29: Java Swing: BorderLayout
When creating user interfaces (UI) in Java Swing, laying out what you want your users to see is very important. In such cases, you’d want to use the many helpful capabilities of the layout-manager class known as BorderLayout, which is the topic of this lesson.
30: Java Swing: FlowLayout
With FlowLayout, as you add components, they’ll be aligned horizontally (in a row) if the frame length is small; then FlowLayout will create more rows to accommodate the placement of the components. Take a look at how this works in the code.
31: Java Swing: BoxLayout
A BoxLayout is a layout manager that either stacks components on top of each other or places them in a row. In this lesson, learn how to use your programming skills to create a BoxLayout so you can see how all of this works.
32: Java Swing: Build a Fun Graphical User Interface
Time to bring your Java Swing skills to life onscreen. Here, build a fun Java Swing graphical user interface (GUI) application. You’ll draw a circle in the middle of a frame, and each time you click anywhere on the frame, the circle will change color randomly.
33: Android Studio: Setup, Emulator, and First App
In the first of several more lengthy, in-depth lessons on building your very own Android app, learn how to work with project templates, how to choose the right set of libraries and functionalities, how to set up emulators that can test your apps as you develop them, and more.
34: Android Project Structure
An Android app project is structured to separate the user interface (UI) from the logic (Java code). This structure makes creating Android apps much easier for the developer. Here, take a close look at both structural sides of your Android project.

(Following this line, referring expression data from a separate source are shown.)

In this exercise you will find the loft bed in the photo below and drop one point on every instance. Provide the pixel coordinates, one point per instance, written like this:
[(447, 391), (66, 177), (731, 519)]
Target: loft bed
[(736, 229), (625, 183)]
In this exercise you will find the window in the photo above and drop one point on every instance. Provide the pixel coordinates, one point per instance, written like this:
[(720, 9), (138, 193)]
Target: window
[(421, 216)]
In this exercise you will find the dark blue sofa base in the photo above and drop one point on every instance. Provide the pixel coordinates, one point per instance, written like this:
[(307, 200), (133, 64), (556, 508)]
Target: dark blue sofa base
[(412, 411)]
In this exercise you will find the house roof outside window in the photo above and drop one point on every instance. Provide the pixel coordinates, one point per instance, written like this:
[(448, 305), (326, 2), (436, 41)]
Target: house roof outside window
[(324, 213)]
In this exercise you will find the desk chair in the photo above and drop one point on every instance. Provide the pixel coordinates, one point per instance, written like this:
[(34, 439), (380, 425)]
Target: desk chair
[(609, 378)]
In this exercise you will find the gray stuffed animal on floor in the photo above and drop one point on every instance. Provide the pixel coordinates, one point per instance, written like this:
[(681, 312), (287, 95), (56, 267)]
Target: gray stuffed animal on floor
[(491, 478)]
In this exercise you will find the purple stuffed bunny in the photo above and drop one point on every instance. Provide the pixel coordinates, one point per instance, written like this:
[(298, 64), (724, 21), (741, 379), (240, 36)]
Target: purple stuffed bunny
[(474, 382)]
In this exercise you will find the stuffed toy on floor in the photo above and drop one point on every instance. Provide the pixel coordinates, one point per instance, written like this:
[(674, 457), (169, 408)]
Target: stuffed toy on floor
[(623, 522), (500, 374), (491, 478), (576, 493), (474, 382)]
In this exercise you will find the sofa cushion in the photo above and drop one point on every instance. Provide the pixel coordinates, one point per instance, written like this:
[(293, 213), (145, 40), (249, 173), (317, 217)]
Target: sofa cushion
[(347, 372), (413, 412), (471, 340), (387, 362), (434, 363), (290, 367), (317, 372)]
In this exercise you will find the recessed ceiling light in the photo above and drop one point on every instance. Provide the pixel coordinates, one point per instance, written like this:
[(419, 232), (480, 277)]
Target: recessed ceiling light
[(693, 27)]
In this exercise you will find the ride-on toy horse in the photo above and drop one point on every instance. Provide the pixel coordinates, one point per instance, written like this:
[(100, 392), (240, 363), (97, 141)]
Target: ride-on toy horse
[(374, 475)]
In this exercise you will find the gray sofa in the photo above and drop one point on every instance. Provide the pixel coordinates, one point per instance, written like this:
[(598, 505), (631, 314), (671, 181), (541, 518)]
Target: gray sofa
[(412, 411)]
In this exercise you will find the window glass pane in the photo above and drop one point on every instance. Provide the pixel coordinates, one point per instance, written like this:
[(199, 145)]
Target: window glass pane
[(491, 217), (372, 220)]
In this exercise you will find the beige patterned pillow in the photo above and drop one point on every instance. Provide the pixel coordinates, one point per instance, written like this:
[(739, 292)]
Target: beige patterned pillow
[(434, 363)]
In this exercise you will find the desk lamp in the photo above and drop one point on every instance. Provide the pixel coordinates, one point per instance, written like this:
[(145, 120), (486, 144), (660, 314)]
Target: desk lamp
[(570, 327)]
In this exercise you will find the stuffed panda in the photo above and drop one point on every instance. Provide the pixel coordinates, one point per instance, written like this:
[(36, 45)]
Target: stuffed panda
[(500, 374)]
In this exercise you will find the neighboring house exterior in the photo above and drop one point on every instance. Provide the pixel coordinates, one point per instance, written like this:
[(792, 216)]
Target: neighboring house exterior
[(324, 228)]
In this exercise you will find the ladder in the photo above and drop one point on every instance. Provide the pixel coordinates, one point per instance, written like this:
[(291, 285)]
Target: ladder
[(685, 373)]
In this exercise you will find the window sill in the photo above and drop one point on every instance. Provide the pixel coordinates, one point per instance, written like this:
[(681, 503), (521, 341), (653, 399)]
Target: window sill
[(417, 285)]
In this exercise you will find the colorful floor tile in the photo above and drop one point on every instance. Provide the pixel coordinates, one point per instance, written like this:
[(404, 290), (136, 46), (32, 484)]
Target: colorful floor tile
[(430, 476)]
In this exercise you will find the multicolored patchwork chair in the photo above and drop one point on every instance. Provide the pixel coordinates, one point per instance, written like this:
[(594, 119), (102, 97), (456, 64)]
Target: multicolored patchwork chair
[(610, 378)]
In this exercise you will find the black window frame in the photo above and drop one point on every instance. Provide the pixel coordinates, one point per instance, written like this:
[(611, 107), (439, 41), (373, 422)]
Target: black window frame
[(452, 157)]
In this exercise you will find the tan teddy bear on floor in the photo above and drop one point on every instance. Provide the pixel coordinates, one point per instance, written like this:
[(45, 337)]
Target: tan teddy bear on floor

35: Android EditText and the strings.xml File
Mobile apps are interactive. Users want to be able to add data and have the app do what it needs to do and then output some results. See how to enable users to add input to your app so, when a button is clicked, the app will show what they’ve entered.
36: Build an Inspiring Android App
Learn how to create an app that randomly shows an inspirational quotation onscreen when the user clicks a button. By the end of this concluding lesson, you’ll have built a simple yet fun Android application from scratch, with tips for how you can then enhance it in your own unique ways.